橘花に与えられた部屋は、白とレースが印象的な、洋風の部屋だった。
 橘花は、与えられた部屋を見て驚いた。もっと、寒々しい部屋を想像していた。たとえば、秋月家の座敷牢のような。
「ここが私の部屋?」
 そばにいたメイドに訊ねると、彼女は怯えたように橘花を見た。
「は、はい……そうでございます」
 怯えはするが、答えてくれる。橘花はこれまた驚いて固まった。
「……あ、あの……?」
 メイドがおどおどと橘花を窺い見る。
「あ、ごめんなさい。まさか、反応してくれると思わなくて」
「え?」
「私、実家では無視されてたから」
「…………」
 メイドは黙り込んだ。なんと返せば良いのか分からないようだ。
「あ、ごめんね。いきなり。気にしないでいいから」
 それにしても、と橘花は部屋を見渡す。
 なんだ、ここは。
 橘花に与えられる部屋は、逃げ出さないよう、外から鍵がかけられる仕組みの牢だと聞いていた。
 かつて、脱走を図った贄の花嫁がいたためである。しかし、橘花が案内されたこの部屋は、当時から使われていた部屋とは思えない。頑丈な錠もないし、窓も開く。
 橘花は実家の部屋を思い出す。
 一度入り、外から鍵をかけられてしまえば、自らの力で出ることは許されない寒々しい牢。

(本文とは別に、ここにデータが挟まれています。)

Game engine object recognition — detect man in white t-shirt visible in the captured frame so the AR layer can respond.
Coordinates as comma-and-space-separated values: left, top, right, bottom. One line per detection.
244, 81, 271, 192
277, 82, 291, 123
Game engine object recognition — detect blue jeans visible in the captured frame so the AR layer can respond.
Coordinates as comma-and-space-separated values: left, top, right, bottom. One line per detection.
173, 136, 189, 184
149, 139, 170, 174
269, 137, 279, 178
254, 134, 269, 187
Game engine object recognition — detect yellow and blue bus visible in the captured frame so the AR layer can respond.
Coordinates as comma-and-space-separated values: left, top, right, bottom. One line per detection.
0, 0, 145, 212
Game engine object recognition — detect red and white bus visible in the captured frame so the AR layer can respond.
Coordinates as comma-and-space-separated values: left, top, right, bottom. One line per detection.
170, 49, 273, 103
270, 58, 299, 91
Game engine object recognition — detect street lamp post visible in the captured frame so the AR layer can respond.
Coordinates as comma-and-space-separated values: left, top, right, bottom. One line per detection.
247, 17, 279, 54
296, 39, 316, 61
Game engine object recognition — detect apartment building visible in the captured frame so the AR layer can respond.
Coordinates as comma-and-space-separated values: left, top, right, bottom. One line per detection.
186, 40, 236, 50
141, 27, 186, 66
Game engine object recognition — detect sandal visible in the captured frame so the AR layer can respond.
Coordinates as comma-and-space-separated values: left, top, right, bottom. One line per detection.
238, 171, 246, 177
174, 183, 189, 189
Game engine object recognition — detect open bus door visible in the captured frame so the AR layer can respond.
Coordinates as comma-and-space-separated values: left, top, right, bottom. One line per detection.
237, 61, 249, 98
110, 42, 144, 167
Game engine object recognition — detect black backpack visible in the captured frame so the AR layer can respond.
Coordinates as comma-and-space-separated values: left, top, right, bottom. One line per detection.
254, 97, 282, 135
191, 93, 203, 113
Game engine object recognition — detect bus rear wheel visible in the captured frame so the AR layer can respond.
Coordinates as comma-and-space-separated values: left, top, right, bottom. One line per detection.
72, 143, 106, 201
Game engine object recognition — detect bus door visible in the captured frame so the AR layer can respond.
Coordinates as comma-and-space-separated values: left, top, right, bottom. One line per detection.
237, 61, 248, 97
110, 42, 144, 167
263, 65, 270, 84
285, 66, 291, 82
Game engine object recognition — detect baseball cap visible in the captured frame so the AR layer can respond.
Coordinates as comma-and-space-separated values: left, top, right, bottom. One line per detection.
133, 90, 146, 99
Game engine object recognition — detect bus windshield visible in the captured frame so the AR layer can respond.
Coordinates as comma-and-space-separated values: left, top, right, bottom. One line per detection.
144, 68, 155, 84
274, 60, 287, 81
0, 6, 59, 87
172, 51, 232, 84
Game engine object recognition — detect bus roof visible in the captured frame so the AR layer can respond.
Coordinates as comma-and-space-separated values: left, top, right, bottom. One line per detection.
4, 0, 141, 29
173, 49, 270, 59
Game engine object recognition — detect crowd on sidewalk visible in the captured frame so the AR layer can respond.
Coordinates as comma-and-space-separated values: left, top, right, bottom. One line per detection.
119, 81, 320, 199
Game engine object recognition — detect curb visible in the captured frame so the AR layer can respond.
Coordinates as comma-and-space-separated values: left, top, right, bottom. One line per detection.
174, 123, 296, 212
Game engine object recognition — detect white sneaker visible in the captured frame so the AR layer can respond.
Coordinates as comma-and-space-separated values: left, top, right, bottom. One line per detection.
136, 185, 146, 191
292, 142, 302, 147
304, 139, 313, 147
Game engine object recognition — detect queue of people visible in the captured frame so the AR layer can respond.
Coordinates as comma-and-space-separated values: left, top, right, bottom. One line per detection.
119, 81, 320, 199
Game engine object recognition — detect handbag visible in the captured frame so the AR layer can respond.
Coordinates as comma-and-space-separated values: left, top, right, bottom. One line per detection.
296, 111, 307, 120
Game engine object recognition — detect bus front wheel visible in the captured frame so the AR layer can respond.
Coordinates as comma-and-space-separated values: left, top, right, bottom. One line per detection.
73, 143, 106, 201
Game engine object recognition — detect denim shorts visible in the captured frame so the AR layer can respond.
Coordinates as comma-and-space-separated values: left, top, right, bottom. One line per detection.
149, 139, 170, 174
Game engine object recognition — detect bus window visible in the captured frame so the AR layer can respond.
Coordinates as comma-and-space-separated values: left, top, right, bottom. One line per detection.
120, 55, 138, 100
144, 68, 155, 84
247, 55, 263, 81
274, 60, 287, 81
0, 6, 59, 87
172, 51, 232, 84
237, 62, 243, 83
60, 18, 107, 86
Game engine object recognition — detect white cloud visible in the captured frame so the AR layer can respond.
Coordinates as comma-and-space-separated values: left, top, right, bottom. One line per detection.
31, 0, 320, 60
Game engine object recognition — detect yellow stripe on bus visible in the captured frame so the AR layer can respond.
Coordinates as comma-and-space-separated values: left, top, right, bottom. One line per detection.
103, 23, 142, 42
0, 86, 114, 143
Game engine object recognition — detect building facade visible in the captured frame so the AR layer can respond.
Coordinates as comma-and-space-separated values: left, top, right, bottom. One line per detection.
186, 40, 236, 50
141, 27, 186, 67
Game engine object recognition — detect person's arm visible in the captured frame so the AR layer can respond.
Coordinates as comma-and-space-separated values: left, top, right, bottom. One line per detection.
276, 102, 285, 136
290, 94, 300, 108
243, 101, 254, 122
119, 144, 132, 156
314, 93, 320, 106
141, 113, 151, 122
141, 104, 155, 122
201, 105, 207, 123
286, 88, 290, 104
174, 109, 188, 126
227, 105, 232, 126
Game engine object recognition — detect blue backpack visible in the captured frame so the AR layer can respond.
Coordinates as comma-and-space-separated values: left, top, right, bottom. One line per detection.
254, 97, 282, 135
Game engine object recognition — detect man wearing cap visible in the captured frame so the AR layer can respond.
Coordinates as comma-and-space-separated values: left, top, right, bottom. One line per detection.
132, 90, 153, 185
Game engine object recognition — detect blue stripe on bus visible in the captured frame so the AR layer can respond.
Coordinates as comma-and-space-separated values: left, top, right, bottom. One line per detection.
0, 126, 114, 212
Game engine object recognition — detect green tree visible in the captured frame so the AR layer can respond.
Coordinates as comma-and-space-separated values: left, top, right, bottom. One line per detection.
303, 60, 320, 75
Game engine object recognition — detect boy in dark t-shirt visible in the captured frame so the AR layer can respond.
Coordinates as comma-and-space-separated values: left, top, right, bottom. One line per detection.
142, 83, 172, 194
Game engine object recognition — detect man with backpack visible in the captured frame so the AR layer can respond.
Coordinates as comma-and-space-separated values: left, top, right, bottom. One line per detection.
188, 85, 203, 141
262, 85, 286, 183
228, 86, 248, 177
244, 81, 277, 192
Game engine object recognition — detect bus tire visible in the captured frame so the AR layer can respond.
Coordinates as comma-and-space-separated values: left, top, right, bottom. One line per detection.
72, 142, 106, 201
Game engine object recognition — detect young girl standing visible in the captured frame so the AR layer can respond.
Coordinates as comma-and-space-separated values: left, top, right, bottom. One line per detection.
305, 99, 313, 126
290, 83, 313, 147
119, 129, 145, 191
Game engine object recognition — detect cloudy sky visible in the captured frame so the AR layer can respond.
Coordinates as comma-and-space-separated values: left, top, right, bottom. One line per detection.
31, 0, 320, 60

 暗い照明。薄い布団。仕切りの奥に洗面所とトイレがあるばかりで、ほかにはなにもない。部屋、というより空間、といったほうがしっくりくるそんな場所。
 橘花は与えられた部屋に戸惑う。
 明るくきらきらした照明。柔らかそうなベッドに、陽の光を優しく絡めとってくれそうなレースのカーテン。本棚には文庫本や漫画もある。橘花のために用意されたのだろうか。
 部屋の真ん中でぼんやりしていると、「あの」とメイドが恐る恐る声をかけてきた。
「ここは、歴代の贄の花嫁が使っていた部屋とはべつのお部屋でして……若さまが奥さまのために新たに作った部屋なんです」
 ――わざわざ?
「どうして? 今までの部屋は? 私、鍵付きの牢に閉じ込められるって言われてきたんだけど」
「そ……そちらは今、若さまが使っております」
「……は?」
 ――なぜ?
 意味が分からず眉を寄せると、それに対してメイドはびくっと過敏な反応を示した。
「もっ……申し訳ございません。若さまに案内するよう指示されたのがこの部屋で……」
「いや……べつにあなたに怒ってるわけじゃ」
 ないのだが。
 目が合うと、メイドはやはりびくっと肩を揺らした。
 どうも、橘花のことが恐ろしくて仕方ないらしい。
 橘花はため息をついた。
 実家にいた頃、世話をしてくれたメイドたちも似たような態度だったから慣れているが。
「……ねぇ、あなた、名前は?」
「え?」
 たった七日間しかここにはいないのだから聞かなくてもいいかと思ったが、呼ぶときの名前がないのは面倒だ。
「えと……(たま)、と申します……」
「珠。素敵な名前ね」
 なるべく、怯えさせないように微笑む。
「……あ、ありがとうございます」
 珠は一瞬戸惑いの表情を浮かべてから、こわごわと礼を言った。
「私は橘花。贄の花嫁だけれど、よかったらよろしくね」
「……はぁ……」
 それと、と続ける。
「聞いていると思うけど、私はこの身が毒に侵されてる。間違っても私には触れないで。分かった?」
「は、はいっ」
 珠はわずかに目を見張って、橘花を見つめていた。
 橘花の世話は、珠がほとんどのことをしてくれた。
 珠はまだ学生で、近くの中学に通っているらしい。学校に通いながら仕事をこなすのは大変そうだったが、珠は真面目な性格のようで、橘花に怯えつつも丁寧な仕事をした。
 今までのメイドは怯えるか面倒そうな顔を見せるばかりだったが、珠は怯えながらも橘花の問いかけには答えてくれたし、素直に反応してくれる。それも、橘花にとっては予想外なことであった。